Interestingly, men formed the majority of readers who suggested this. When I mentioned this statistical nugget to some women friends, they all rolled their eyes. 'Yes, it's technically correct,' said one female paediatrician. 'But it's easy to suggest it when you don't have to handle a bawling, famished baby. It's not about her having enough food, it's about your sanity.' I had to agree. I tried the hard-hearted route but broke down after Yakuza Baby screamed for nearly two hours straight. Sure, she made up for the calories when the Wife came home but the ordeal left me feeling like both warden and inmate at Abu Ghraib.

Distraction.

Use a toy, turn on the television, do anything to calm her down, then introduce the bottle. The toys didn't do anything, but, to our horror, she took to TV like a natural-born couch potato. I've never seen her sit so quietly for so long. The problem was she still wouldn't accept the bottle because it blocked her view.
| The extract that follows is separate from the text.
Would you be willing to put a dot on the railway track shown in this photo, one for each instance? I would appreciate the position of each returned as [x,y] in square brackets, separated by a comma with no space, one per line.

And, finally, the solution that worked for her:

Sleep.

Rock her into a dozy state, insert the teat, and let her natural reflexes take over. I was sceptical when I first received this suggestion but so far it's worked every time, with different teats too. She still won't take a full feed but it's enough of a snack till the Wife returns.

So the war of the weaning has been won. But like most battles, there was a cost, even in victory. Though she's now accepting some bottle feeds, Yakuza Baby has decided to make up for the reduced intake by not sleeping through the night, so she can feast while mum's around.

I'm tempted to say it's teat for tat.